David Lee Roth is shown in a cast in the inner liner notes, as he allegedly broke his heel on the third try of the spread-eagle jump used on the back cover photo.

In the liner notes, The Sheraton Inn of Madison, Wisconsin, is thanked. On Van Halen's first tour, they stayed at the hotel and destroyed the seventh floor, having fire extinguisher fights in the hallways and throwing televisions out windows. They blamed the incidents on their tour-mates at the time, Journey.

==Critical reception==

In a 1979 Rolling Stone review, Timothy White writes, "Scattered throughout Van Halen's second album are various Vanilla Fudge bumps and grinds, an Aerosmith-derived pseudobravado, a bit of Bad Company basement funk and even a few Humble Pie miniraveups," adding that the "LP retains a numbing live feel." The New York Times deemed the album "screaming macho rock howlings and power-driven electric guitar attacks."

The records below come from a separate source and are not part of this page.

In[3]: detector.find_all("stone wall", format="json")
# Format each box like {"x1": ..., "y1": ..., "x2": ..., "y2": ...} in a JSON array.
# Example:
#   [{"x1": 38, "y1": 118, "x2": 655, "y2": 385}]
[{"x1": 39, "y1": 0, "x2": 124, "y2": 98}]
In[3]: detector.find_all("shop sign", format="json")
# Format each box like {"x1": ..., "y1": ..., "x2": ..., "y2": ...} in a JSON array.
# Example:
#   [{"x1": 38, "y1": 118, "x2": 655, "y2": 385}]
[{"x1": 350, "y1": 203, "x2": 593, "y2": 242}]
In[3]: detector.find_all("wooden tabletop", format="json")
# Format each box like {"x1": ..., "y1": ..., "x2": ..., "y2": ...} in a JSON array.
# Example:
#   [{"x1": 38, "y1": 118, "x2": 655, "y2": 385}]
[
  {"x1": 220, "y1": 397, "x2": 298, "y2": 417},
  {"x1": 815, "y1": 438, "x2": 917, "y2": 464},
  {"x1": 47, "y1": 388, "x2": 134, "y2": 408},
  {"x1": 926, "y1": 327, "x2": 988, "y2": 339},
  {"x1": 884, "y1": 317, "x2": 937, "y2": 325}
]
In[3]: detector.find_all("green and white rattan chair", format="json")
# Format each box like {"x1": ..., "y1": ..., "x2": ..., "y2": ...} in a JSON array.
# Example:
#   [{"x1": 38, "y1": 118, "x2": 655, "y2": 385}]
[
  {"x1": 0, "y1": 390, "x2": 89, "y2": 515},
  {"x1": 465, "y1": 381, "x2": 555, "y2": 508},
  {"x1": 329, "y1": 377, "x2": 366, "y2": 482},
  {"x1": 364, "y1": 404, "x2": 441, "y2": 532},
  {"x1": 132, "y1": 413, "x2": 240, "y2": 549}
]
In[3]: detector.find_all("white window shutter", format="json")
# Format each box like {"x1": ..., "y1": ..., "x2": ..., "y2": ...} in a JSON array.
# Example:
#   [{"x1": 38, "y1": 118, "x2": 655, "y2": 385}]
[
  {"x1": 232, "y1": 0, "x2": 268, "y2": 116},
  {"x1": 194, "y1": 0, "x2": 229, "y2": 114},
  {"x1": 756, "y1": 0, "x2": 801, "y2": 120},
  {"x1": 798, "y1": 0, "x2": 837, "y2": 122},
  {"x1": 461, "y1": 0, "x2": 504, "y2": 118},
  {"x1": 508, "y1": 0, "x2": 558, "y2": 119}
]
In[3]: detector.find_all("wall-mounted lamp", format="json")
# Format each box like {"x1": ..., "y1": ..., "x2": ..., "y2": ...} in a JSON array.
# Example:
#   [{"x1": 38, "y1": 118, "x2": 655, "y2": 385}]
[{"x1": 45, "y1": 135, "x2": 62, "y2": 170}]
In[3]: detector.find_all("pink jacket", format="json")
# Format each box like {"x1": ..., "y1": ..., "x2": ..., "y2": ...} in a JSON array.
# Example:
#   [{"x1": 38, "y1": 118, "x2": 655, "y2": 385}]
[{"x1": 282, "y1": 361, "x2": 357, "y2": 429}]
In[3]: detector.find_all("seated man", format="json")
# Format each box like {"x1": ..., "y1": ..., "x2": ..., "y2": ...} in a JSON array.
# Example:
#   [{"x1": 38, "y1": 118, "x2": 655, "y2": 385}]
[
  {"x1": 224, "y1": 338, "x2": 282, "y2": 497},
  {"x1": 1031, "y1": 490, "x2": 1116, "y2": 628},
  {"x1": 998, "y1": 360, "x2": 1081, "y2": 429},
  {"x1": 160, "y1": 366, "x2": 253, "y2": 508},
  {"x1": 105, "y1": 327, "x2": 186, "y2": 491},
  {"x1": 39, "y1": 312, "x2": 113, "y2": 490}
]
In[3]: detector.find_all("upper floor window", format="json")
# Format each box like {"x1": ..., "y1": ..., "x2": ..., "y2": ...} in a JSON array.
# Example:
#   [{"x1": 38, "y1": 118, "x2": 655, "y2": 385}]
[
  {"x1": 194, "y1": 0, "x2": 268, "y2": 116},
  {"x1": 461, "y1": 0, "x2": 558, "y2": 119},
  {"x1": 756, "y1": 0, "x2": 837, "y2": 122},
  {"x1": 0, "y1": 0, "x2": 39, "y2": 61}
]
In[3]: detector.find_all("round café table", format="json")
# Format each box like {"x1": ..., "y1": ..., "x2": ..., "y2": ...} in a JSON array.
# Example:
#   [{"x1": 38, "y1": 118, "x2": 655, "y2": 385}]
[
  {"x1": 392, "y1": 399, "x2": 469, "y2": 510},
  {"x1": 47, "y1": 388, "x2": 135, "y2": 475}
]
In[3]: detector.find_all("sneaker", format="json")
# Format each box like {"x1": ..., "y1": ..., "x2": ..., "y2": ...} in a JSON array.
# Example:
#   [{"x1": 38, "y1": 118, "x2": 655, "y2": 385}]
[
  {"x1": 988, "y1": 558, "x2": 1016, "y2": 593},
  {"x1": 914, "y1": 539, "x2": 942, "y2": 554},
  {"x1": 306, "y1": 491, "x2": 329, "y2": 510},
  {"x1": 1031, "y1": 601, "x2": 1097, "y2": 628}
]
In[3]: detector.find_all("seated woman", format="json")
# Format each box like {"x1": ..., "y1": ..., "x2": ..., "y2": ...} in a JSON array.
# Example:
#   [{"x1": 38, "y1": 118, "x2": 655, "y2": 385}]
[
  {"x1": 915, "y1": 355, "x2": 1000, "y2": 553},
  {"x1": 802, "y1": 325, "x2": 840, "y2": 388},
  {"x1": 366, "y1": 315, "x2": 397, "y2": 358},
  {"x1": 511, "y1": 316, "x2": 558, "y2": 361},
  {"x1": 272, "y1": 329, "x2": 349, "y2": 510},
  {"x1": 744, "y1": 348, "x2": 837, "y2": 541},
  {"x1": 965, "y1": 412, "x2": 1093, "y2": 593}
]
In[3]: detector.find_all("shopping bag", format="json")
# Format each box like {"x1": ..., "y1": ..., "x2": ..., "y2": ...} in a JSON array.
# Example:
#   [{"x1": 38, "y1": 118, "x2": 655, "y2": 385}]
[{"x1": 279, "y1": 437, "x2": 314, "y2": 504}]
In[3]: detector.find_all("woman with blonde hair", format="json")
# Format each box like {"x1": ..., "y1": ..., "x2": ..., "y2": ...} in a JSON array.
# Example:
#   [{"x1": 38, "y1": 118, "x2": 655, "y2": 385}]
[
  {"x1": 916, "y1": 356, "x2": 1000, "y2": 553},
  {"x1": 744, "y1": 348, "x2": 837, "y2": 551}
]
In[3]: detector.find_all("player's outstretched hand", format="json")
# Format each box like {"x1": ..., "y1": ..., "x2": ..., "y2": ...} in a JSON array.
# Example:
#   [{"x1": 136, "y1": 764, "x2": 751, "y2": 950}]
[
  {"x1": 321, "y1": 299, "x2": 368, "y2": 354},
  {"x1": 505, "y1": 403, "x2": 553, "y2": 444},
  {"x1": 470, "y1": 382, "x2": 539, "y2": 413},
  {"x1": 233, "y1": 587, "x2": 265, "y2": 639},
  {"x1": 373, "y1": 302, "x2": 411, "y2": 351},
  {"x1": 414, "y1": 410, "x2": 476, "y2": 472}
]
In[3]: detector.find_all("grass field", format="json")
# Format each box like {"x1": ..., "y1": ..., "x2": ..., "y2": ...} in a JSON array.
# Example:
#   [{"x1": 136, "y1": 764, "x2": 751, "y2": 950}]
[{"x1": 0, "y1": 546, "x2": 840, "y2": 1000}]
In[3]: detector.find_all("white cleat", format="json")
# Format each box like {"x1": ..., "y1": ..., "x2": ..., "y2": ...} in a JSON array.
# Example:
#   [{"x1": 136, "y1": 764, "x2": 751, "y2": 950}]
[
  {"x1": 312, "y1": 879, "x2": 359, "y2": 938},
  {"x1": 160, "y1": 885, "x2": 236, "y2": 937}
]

In a retrospective review, Stephen Thomas Erlewine from AllMusic noted that the album is "virtually a carbon copy of their 1978 debut," though goes on to say it is "lighter and funnier" and "some of the grandest hard rock ever made." Erlewine praises Eddie's "phenomenal gift" and Roth's "knowing shuck and jive." In 1991, Chuck Eddy ranked Van Halen II at number 128 in his list of the best heavy metal albums, calling it a pub-friendly pop-metal album that anticipated 1980s music. Eddy described the "Latin lilt" of "Dance the Night Away" as merengue and praised the punk rock-esque tempos and attitudes of "Light Up the Sky" and "D.O.A.", comparing the latter to the Stooges, but dismissed most of the songs with female characters as "tripe".

Professional ratings
Review scores
| Source | Rating |
| AllMusic | Star |
| Christgau's Record Guide | C+ |
| Classic Rock | Star Half star |
| The Encyclopedia of Popular Music | Star |
| The Great Rock Discography | 7/10 |
| The Rolling Stone Album Guide | Star Half star |

==Commercial performance==
It reached No. 6 on the Billboard Top LPs & Tape chart and No. 23 on the UK Albums Chart. Van Halen II was certified 5× Platinum in 2004. About 5.087 million records have been sold in the United States as of 2004. In 2000, Van Halen II was remastered and re-released.

==Track listing==

Side one
| No. | Title | Length |
|---|---|---|
| 1. | "You're No Good" (Dee Dee Warwick cover) | 3:16 |
| 2. | "Dance the Night Away" | 3:06 |
| 3. | "Somebody Get Me a Doctor" | 2:52 |
| 4. | "Bottoms Up!" | 3:05 |
| 5. | "Outta Love Again" | 2:51 |

Side two
| No. | Title | Length |
|---|---|---|
| 6. | "Light Up the Sky" | 3:13 |
| 7. | "Spanish Fly" (Instrumental) | 1:00 |
| 8. | "D.O.A." | 4:09 |
| 9. | "Women in Love..." | 4:08 |
| 10. | "Beautiful Girls" | 3:56 |
| Total length: |  | 31:36 |

==Personnel==
===Van Halen===
- David Lee Roth – lead vocals
- Edward Van Halen – guitar, backing vocals
- Michael Anthony – bass guitar, backing vocals
- Alex Van Halen – drums

===Production===
- Corey Bailey – engineering
- Dave Bhang – artwork and design, art direction
- Jim Fitzpatrick – engineer
- Gregg Geller – remastering
- Elliot Gilbert – photography
- Donn Landee – engineer
- Jo Motta – project coordinator
- Ted Templeman – production
- Neil Zlozower – photography

==Charts==

===Weekly charts===

| Chart (1979) | Peak position |
|---|---|
| Australian Albums (Kent Music Report) | 68 |
| Canada Top Albums/CDs (RPM) | 15 |
| Dutch Albums (Album Top 100) | 11 |
| German Albums (Offizielle Top 100) | 24 |
| Japanese Albums (Oricon) | 30 |
| Swedish Albums (Sverigetopplistan) | 22 |
| UK Albums (Official Charts) | 23 |
| US Billboard 200 | 6 |

| Chart (2021) | Peak position |
|---|---|
| Hungarian Albums (MAHASZ) | 36 |

===Year-end charts===

| Chart (1979) | Position |
|---|---|
| Dutch Albums (Album Top 100) | 47 |
| US Billboard 200 | 38 |

==Certifications==

| Region | Certification | Certified units/sales |
| Canada (Music Canada) | 2× Platinum | 200,000^{^} |
| France (SNEP) | Gold | 100,000^{*} |
| Japan (RIAJ) | Gold | 100,000^{^} |
| Netherlands (NVPI) | 2× Gold | 100,000^{^} |
| United States (RIAA) | 5× Platinum | 5,000,000^{^} |
^{*} Sales figures based on certification alone. ^{^} Shipments figures based on certification alone.